É certo que entre outros
cometimentos em comum, e cada um para dentro dos seus respetivos partidos ou
para os seus mais próximos, António Costa e Rui Rio já por várias vezes tiveram
que elevar a goela para enxotar os fantasmas dessa mítica arca de Noé que
juntaria PS e PSD num acordo de Governo. Rio teve de esticar o dedo perante a
desconfiança de alguns dos seus maiores detratores internos para lhes dizer que
"perdem tempo com o sexo dos anjos". E ontem mesmo, Costa veio dizer
que "a ideia de um bloco central que junte os dois maiores partidos
empobrece a democracia".
A liberdade de escolha é a
assunção da cidadania.
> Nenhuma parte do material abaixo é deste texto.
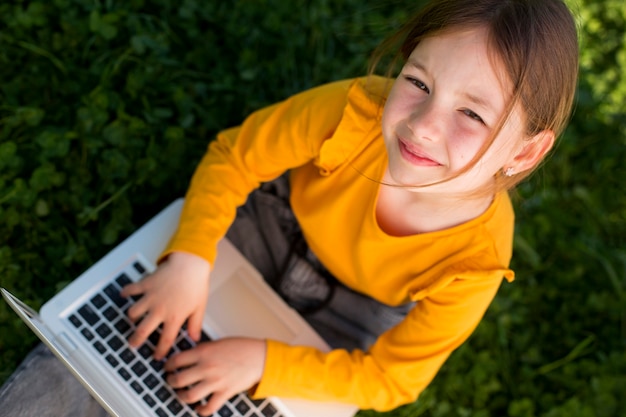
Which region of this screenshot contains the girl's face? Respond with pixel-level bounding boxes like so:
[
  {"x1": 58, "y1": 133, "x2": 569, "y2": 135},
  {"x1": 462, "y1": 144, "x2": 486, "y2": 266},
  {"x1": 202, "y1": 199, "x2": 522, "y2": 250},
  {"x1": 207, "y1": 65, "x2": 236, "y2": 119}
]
[{"x1": 382, "y1": 28, "x2": 524, "y2": 192}]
Acontece que ambos sabem que as grandes reformas que o
país necessita e que a maioria dos portugueses reclamam - da saúde à
sustentabilidade da Segurança Social; do sistema político e eleitoral à
descentralização e ao ordenamento do território - precisam de consensos
alargados e a soma de votos entre os maiores.
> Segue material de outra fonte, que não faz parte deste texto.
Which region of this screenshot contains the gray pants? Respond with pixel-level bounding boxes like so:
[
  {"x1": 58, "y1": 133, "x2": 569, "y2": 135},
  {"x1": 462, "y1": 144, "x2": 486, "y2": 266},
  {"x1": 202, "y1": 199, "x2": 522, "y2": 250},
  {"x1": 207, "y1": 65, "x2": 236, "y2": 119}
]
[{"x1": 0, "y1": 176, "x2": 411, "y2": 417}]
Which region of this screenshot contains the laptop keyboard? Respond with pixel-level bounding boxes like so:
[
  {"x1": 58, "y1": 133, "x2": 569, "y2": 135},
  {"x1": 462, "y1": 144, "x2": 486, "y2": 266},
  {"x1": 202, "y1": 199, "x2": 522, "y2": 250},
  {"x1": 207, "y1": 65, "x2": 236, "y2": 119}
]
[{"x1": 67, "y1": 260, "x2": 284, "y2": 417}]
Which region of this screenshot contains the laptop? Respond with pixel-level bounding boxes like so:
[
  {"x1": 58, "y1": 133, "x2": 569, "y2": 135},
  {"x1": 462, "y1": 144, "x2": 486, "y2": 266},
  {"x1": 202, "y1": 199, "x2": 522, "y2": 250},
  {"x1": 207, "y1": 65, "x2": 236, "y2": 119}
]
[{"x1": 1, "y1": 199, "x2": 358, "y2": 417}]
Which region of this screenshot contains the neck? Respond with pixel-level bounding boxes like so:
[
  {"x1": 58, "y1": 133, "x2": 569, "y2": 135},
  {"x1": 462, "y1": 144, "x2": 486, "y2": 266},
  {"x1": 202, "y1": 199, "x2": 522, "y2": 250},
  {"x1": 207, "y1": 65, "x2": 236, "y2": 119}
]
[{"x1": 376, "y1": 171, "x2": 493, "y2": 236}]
O novo líder social-democrata
estendeu a mão e foi o primeiro a dizer ao que vinha. E aquele aperto de mãos,
que as imagens mostram ser sincero, entre António Costa e Rui Rio não vale
apenas pelos acordos que ambos selaram esta semana. Eles simbolizam o reabrir
de uma porta de diálogo entre o PSD e o PS. Por ora, para lá da boa aragem na
economia e do sucesso que a fórmula política caseira tem revelado no plano
europeu, os dois anos de António Costa como primeiro-ministro são, afinal, a
demonstração de que é possível, mesmo com um Governo minoritário, polarizar
vontades à sua Esquerda e, agora também, à sua Direita. É o PS a servir de
charneira e a gozar do melhor de dois mundos.
De um lado e outro agitam-se
hostes e insinuam-se ameaças veladas sobre a possibilidade de uma crise política
que o presidente da República, em jeito de aviso, já classificou "de todo
indesejável". Assim será, pois, até ao final da legislatura, sob pena de
quem a provocar se submeter ao risco de pagar cara a fatura eleitoral. Não é
preciso um acordo de Governo para que mais acordos se façam e,
sistematicamente, se afaste a ideia de um bloco central. Ele afinal existe, e
dispensa bem o fantasma da coligação entre os dois maiores partidos. Reúne à
sua volta a maior maioria de sempre e tem um nome. É Marcelo.